Nueraltus issued positive results from a phase I/II trial of NP002 for the treatment of dyskinesias resulting from levodopa therapy for Parkinson's disease. This randomized, double-blind, parallel group, placebo controlled trial enrolled 65 subjects. NP002 was administered concurrently with levodopa in escalating doses from 1 mg to 6 mg, four times a day. Each dose was taken for two weeks, except the highest dose, which was taken for four weeks. Clinically relevant trends and, in two cases, statistical superiority of NP002 over placebo were observed in a variety of physician- and patient-rated efficacy outcome measures relating to dyskinesias. The combination was found to be generally safe and well-tolerated.

June 11, 2007

Faust reported positive results from a phase IIa trial of FP0011 for the treatment of Parkinson’s disease.
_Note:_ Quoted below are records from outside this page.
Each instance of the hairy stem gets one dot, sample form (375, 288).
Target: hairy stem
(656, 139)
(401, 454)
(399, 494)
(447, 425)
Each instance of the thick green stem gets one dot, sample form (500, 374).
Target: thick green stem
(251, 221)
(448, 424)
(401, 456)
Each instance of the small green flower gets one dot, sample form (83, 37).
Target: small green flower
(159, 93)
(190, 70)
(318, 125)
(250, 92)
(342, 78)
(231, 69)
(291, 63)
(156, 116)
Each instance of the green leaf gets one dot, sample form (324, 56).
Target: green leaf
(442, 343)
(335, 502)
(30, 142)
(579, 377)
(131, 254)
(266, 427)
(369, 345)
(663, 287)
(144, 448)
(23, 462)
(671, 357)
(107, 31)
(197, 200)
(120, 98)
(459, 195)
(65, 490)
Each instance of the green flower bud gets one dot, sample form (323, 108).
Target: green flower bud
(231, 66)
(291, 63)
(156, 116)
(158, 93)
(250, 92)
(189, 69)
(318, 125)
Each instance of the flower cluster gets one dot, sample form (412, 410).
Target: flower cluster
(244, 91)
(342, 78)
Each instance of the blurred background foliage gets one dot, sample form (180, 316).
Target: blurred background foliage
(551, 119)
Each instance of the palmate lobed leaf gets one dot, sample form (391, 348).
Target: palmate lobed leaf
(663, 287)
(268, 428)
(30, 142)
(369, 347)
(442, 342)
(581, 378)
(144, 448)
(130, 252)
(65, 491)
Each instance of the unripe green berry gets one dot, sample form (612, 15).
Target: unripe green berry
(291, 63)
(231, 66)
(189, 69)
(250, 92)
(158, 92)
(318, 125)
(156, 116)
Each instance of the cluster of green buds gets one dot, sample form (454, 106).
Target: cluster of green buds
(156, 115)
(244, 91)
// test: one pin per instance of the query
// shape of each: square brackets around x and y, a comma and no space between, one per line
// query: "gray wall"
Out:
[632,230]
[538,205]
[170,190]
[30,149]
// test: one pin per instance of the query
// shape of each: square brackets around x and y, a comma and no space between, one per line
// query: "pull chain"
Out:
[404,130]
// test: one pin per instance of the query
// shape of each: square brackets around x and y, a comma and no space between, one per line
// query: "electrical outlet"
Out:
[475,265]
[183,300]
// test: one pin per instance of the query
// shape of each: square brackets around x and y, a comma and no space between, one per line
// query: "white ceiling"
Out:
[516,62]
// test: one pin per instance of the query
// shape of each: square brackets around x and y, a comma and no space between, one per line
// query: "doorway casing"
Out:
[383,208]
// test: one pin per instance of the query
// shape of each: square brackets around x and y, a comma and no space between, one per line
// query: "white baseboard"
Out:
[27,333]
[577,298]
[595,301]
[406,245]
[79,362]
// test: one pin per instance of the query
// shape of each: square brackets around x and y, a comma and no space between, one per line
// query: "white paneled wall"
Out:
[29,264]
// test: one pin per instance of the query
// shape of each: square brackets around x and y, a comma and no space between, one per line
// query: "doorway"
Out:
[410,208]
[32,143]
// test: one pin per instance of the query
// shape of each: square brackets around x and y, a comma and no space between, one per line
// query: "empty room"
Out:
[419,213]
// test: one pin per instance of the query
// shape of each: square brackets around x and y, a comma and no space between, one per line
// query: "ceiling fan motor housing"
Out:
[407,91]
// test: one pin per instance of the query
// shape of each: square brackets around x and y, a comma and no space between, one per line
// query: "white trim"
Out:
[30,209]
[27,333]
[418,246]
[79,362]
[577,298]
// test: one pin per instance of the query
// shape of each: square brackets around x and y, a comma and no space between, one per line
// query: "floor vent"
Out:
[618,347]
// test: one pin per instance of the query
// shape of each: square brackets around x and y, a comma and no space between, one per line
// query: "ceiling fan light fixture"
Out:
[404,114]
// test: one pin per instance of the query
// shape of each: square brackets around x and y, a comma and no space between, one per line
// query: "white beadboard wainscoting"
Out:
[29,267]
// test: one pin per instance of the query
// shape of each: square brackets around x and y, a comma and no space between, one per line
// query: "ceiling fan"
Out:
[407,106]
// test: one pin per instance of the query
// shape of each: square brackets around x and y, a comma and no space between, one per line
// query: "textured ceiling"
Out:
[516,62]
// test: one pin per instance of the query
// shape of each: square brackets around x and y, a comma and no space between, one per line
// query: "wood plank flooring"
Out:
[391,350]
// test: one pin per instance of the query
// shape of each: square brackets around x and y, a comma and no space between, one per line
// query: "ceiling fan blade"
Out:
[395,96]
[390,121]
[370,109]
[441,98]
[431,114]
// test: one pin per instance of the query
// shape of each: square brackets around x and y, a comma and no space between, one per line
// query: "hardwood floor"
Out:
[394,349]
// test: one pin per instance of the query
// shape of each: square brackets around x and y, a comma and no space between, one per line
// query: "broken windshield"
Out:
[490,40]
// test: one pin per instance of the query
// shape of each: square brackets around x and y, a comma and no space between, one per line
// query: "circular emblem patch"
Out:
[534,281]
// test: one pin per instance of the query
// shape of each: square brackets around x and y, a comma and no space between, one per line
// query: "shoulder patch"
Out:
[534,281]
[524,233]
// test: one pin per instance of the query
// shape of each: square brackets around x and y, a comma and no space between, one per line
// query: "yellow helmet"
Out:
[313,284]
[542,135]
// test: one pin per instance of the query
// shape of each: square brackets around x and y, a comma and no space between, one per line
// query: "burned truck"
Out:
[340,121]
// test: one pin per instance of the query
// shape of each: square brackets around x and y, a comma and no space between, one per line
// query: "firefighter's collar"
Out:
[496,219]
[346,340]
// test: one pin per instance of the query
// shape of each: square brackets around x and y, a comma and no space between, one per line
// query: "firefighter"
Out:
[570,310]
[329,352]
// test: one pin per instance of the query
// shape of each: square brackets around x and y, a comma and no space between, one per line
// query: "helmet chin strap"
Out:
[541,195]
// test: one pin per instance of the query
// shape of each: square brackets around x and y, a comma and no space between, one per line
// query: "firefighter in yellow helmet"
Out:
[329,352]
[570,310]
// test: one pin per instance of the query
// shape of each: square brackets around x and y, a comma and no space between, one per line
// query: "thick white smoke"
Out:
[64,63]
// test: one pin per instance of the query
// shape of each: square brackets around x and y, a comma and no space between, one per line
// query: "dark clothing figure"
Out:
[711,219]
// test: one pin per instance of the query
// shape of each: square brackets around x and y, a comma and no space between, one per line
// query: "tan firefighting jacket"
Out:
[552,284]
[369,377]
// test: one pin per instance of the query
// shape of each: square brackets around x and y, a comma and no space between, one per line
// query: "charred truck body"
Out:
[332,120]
This randomized, blinded trial enrolled 8 subjects with L-dopa-induced motor complications. Subjects were administered FP0011 or placebo over 4 cross-over periods. Treatment was well tolerated. Parkinson’s symptoms, as measured by the Unified Parkinson's Disease Rating Scale (UPDRS), showed positive improvement. The effects were observed in three areas: "core" Parkinsonian motor symptoms, axial symptoms not sensitive to L-dopa or other dopaminergic drugs and dyskinesia. Based on these results, phase IIb trials are being planned for the near future.

October 3, 2005

Neurologix issued positive interim results of a phase I trial of their AAV-GAD viral-vector gene therapy, for the treatment of Parkinson's disease (PD), at the 19th Annual Symposia on the Etiology, Pathogenesis and Treatment of Parkinson's Disease and Other Movement Disorders in San Diego. Primary safety data yielded a positive overall tolerability profile. Preliminary efficacy data were also positive, with a statistically significant 27% improvement in symptom severity score on the side of the body corresponding to the treated part of the brain, as measured on the Unified Parkinson Disease Rating Scale, relative to baseline (p=0.04); the untreated side experienced no significant improvement. Significant decreases in the extent of abnormal metabolism associated with the disease were also noted in drug-treated portions of the brain vs. baseline; the corresponding structure in the untreated side of the brain experienced progressive increases in abnormal function. This open-label dose- escalation study enrolled 12 PD patients, who received one of 3 single doses of the gene therapy (3.5, 10 or 35 billion viral particles) via unilateral intracerebral catheter infusion into the subthalamic nucleus, followed by observational follow-up at 1, 3, 6 and 12 months.

August 11, 2003

Acadia Pharmaceuticals reported positive results from a phase I trial investigating ACP-103, a 5-HT2A inverse agonist for the treatment of various neuropsychiatric conditions. Results demonstrated that ACP-103 was safe and well tolerated with dose proportional pharmacokinetics and a long half-life. Data also demonstrated that ACP-103 was well tolerated with no changes in cardiovascular and neurological function and no serious adverse events. The randomized, double blind, placebo-controlled, dose-escalation study enrolled 49 subjects and used both single-dose and multiple-dose regimens. The single-dose study evaluated five doses ranging from 20 to 300 mg and the multiple dose-escalation study evaluated oral doses of 50, 100, and 150 mg given once-daily for 14-days.